What several people starting off in social media do is skip the first three steps and get right into it. While an enthusiastic attitude for social media is always a plus, you have to consider what you want to achieve before beginning. So, after research, objectives and strategy…you must experiment. Be prepared to test activity on one social network, and have a plan to test on another if things don’t work out. Taking risks are sometimes necessary in the social community online, but if a strategy is in place, the risk is minimised. Having alternative options means you don’t give up on social media after a failed attempt.

Now, you’ve experimented in the networks…maybe it was Facebook, Twitter, or LinkedIn; and you’ve decided that two out of three are working better for you. What next? Now’s the time to really get socialising in social media. You have to participate in the conversations. Your strategy should address the fact that you are planning on engaging with your consumers, and it is at this stage that you put words into action. Comment on other people’s blogs, write on people’s Facebook walls, or join a group of a related interest. Keep your conversation casual so that you appear like a member of the group, rather than someone who’s just trying to market within it.

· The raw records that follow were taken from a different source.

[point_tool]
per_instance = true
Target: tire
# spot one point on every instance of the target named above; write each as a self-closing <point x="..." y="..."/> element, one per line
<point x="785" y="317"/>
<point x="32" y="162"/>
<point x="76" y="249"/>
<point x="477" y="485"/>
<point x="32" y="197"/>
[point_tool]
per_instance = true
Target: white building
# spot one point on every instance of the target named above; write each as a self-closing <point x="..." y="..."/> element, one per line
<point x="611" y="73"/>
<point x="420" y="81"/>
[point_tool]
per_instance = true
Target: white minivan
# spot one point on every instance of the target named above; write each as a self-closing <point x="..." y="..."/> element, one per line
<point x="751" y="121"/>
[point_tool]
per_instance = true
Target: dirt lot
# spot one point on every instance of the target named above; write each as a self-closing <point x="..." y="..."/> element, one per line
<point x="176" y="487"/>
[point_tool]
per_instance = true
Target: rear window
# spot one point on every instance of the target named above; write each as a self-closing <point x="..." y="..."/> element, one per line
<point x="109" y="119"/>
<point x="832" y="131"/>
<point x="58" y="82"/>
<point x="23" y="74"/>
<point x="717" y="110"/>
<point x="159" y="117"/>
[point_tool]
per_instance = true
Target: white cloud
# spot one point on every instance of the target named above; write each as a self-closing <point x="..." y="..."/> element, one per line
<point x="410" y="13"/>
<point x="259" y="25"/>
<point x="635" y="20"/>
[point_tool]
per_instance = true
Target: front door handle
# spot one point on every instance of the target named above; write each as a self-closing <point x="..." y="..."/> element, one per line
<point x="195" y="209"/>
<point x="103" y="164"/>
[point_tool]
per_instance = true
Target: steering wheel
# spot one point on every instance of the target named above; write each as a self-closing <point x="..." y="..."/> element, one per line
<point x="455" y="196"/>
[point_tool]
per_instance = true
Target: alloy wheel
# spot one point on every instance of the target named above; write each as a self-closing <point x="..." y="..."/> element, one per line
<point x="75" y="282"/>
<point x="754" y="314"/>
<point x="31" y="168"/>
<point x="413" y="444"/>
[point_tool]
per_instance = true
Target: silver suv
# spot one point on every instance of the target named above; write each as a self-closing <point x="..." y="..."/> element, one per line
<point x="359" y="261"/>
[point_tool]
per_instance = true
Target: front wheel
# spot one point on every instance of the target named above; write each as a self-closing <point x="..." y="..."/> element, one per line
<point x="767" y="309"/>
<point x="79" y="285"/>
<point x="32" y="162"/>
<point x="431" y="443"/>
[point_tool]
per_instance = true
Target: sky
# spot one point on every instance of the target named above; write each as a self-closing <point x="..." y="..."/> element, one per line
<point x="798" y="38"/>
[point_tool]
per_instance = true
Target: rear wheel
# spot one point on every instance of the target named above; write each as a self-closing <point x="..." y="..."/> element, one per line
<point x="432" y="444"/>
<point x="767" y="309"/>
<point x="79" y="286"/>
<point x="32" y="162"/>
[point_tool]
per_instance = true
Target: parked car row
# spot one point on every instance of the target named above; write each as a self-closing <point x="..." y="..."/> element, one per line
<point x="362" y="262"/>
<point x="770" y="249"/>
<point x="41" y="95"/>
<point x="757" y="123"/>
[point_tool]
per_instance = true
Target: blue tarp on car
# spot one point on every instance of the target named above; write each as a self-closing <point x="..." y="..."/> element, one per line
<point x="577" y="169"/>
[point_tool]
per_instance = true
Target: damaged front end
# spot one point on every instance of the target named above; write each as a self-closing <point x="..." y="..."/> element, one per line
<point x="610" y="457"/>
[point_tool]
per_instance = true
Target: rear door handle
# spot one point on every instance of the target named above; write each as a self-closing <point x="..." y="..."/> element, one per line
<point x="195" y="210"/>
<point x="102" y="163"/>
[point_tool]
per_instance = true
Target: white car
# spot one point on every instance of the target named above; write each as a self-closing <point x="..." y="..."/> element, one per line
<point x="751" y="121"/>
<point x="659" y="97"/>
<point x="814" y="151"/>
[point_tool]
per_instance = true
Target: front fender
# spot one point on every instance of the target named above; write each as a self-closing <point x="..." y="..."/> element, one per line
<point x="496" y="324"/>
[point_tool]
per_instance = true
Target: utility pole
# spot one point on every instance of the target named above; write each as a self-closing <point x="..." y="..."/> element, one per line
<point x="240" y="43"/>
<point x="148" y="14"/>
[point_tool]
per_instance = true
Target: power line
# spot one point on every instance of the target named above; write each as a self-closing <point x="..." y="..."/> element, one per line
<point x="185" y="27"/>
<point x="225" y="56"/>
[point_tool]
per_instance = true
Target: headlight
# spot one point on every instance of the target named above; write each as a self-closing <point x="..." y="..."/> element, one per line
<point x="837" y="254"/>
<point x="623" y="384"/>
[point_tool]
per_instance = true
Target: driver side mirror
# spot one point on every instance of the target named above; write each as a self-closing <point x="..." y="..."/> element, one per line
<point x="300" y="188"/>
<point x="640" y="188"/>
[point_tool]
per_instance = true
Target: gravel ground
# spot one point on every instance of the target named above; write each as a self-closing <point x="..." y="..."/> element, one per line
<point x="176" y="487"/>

So now you’re a social media pro, or so you think. How do you determine if anything’s working? Well, this is where you have to measure the outcome of your engagement from start to finish. There a number of debated ways in which to measure a social media campaign, and it’s worth mentioning again, that what works for some people may not work for others. Return to your objectives. Use tools that monitor social media like Blog searches, Microblog searches, or Google Alerts to monitor what people are saying about you. Use web analytics (such as Google Analytics) to determine increase in traffic, changes in behaviour, or referring sites which may include your social media profiles. While the measurement of the campaign is ongoing, it should be incorporated into the strategy you develop early on.

Research, set your objectives, develop a strategy, experiment, participate, and measure the results all the way through.

Now this social media “how-to” outlines general steps and processes that are crucial to a successful campaign. But always consider what will work for you, specifically. Give yourself enough time to understand a network before participating in it, as well as allowing enough time to become a pro at interacting within it. Most importantly, remember that when it comes to social media, you learn by doing…not reading…so what are you waiting for?

This article was written for Search Marketing World, April 2009.

 

Livin’ in a Social Media World… July 26, 2009

Hope you’re looking forward to the ramblings of a social media enthusiast; because well…that’s what I am. Enthusiasm for the online environment is shared across industries and locations; but social media holds the key to what it all means for our future.

No longer referred to as “new media,” social media is here and thriving. Having the advantage of living in Ireland to see it all unfold in a smaller market allows us to see the magic it holds, that has yet to be realised by so many of those holding on to forms of media which are rapidly changing because of the internet and our mobile phones.

The conversations already happeneing within  social media can result in such meaningful insights, that we’d even ask what people did before these channels were alive and kicking. The Irish social media industry is growing rapidly and as it becomes more sophistocated, that means that there’s more for marketers like myself to take advantage of.

We are livin’ in a social media world…and what a beautiful world it would be if everyone else knew.